The research team then sought to determine whether the identified achievements and issues might transfer to the new service setting (Valtellina). To that end, we interviewed the heads of three social and welfare service providers who had made themselves available. All three felt the Place4carers project was useful and interesting for their district because it would improve caregivers’ wellbeing and the effectiveness of elder support. They also welcomed the active involvement of family caregivers in the service life cycle as a means of enhancing trustful relationships between caregivers and service providers, establishing a peer-to-peer community, and disseminating existing health and social care services. All three felt that equal collaboration would have no negative effects on caregivers or service providers—that is, caregivers would not feel useless, and professionals would not lose their authority or control. All three believed that caregivers would be interested in participating in the SOS Caregivers service, and that local stakeholders in Valtellina (e.g. rest houses) would support this new service. However, two of the three interviewees expressed concern that project implementation might demand undue effort and resources, and only two felt that the project would increase the motivation of professionals and caregivers in relation to caring activities.
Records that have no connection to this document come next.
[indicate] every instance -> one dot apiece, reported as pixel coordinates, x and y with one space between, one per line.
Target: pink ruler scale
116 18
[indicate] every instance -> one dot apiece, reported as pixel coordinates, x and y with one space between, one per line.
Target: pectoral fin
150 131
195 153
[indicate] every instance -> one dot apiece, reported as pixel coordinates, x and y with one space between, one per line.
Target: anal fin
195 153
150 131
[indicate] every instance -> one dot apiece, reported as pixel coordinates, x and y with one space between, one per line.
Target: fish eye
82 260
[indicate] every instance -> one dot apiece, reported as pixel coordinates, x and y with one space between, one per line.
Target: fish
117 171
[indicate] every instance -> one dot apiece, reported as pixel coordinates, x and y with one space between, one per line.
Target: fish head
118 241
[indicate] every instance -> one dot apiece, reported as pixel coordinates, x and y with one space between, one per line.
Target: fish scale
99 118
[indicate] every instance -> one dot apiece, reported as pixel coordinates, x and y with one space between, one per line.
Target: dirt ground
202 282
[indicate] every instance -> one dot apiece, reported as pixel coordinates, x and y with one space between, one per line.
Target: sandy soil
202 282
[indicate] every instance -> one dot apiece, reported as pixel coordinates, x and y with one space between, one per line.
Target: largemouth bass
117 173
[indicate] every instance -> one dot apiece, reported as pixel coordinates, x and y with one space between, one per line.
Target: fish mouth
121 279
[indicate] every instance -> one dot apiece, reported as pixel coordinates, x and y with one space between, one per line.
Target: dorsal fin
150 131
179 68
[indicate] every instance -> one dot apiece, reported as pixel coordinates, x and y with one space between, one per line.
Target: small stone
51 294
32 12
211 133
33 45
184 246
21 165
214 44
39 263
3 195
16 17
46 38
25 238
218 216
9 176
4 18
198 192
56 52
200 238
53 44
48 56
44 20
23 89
To integrate and deepen these preliminary results, researchers organized workshops involving the three heads of social and welfare service providers and their key actors, including local social workers, cooperatives, and political parties working with the social care services. During the discussion, at least two limiting factors emerged that would require service providers to modify the Place4Carers project prior to implementation in Valtellina. First, despite its relevance, participants believed that it was premature to invest in services for family caregivers, and that new services should target both caregivers and elders. Most elderly people living in Valtellina do not receive appropriate health and social care support because the limited economic and human resources dedicated to caring activities cannot meet service demand in time. For these reasons, workshop participants argued that family caregivers should not be the only target for new services; in their view, elders’ needs are the root cause of caregivers’ discomfort, and that strain can therefore be relieved by supporting services for elders.
Secondly, participants reflected on the difficulty of integrating and coordinating service activities in Valtellina. In the area managed by the three social and welfare service providers, the list of stakeholders supporting elderly people is long (21 rest houses, five cooperatives, and three volunteering organizations), and the service network is complex to manage. For that reason, participants believed that Valtellina’s existing home care service network should be reinforced by increasing cohesion among stakeholders before launching Place4Carers project, which requires different stakeholders to collaborate.